Puis cela a été le chantage à la
trêve de Noël. Quasiment tous les membres du gouvernement et Macron lui-même,
depuis sa réception à Abidjan, ont tenté de dresser l’opinion publique contre
les grévistes, accusés d’empêcher les familles de se retrouver. Mais partout,
leur réponse a été : « Le gouvernement ne fait pas de trêve, nous non
plus ! » Et ils savent, non seulement par les sondages, mais parce
qu’ils le mesurent autour d’eux, dans leur famille, dans les distributions de
tracts ou les collectes de soutien, que, malgré la gêne, les travailleurs sont
de leur côté. Et c’est aussi ce soutien moral, parfois matériel, qui leur
permet de tenir, car ils savent qu’ils portent, comme le disait une gréviste,
« le flambeau de la lutte » et qu’ils ouvrent la voie.
La troisième manœuvre a été de
rallier des dirigeants syndicaux pour inciter à la reprise. Pour cette
opération, le gouvernement a demandé aux directions de la SNCF et de la RATP de
lâcher des mesures catégorielles, visant, disent-ils, à amortir la transition
vers le nouveau régime de retraite.
Il n’en a pas fallu plus pour que
jeudi 19 décembre, les dirigeants de l’UNSA ferroviaire sortent un communiqué
saluant les « signes d’ouverture du gouvernement » et appelant à
« marquer une pause », donc à stopper la grève. Il est notable que
cette décision était prise non seulement indépendamment des grévistes mais même
de leurs propres militants. Elle n’a d’ailleurs été prise que par 36 voix pour,
31 contre et 3 abstentions des secteurs fédéraux.
Le soir même, plusieurs secteurs
régionaux UNSA ferroviaire dénonçaient publiquement cette position.
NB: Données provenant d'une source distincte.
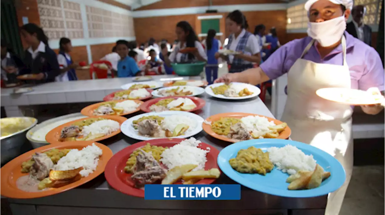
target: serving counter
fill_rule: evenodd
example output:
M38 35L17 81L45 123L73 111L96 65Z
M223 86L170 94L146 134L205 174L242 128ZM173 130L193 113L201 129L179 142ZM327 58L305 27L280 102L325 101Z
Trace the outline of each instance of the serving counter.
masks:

Et il est
notable que le lendemain dans de nombreuses assemblées, des militants UNSA ont
ôté leur chasuble et tout sigle syndical pour s’affirmer pour la grève jusqu’au
retrait de la réforme, sous les applaudissements nourris de tous les grévistes.
Quant à l’UNSA-RATP, bien plus influente parmi les grévistes qu’à la SNCF, elle
appelait le soir même « à la mobilisation sans trêve ». Le lâchage, à
vrai dire prévisible, de la direction de l’UNSA, n’était donc d’aucun effet sur
la grève. Quant à la CFDT-Cheminots, elle n’osait pas non plus défendre la
position de Laurent Berger demandant une trêve car cela aurait signifié se
discréditer totalement auprès de la base. Cela repose aussi sur un fait :
il n’y a aujourd’hui dans le mouvement de la SNCF et de la RATP pas de prise
pour le corporatisme, pour le chacun pour soi. La preuve en a été donnée par le
mépris avec lequel les cheminots ont ignoré les prétendues avancées jetées en
pâture aux bureaucrates.
Mais bien plus que la position de
l’UNSA et de la CFDT-Cheminots, qui ont souvent peu de poids sur les grévistes,
c’est le communiqué de l’intersyndicale CGT-Solidaires-FO-FSU du jeudi 19 au
soir qui a fait vivement réagir, sur les réseaux sociaux le soir même et dans
les assemblées qui ont suivi. Ce communiqué continuait de réclamer le retrait
du projet de réforme, mais précisait : « En conséquence, au-delà
des initiatives d’ores et déjà programmées, le 19 décembre et sans trêve
jusqu’à la fin de l’année 2019, les organisations appellent à une nouvelle
puissante journée de grève et de manifestations interprofessionnelles et
intergénérationnelles le jeudi 9 janvier 2020. » Cet appel à la
journée du 9 janvier représentait dans les autres secteurs que les transports,
comme les enseignants, en vacances jusqu’au 6 janvier, ou le privé, alors que
de nombreuses entreprises sont fermées pour les fêtes, un point d’appui pour
préparer la suite du mouvement. Mais dans les secteurs grévistes, cette date
lointaine apparaissait comme l’annonce d’une trêve sans le dire. Leur réaction
montrait à la fois leur combativité et leur méfiance vis-à-vis des directions
syndicales et la crainte qu’elles ne lâchent le mouvement au milieu du gué.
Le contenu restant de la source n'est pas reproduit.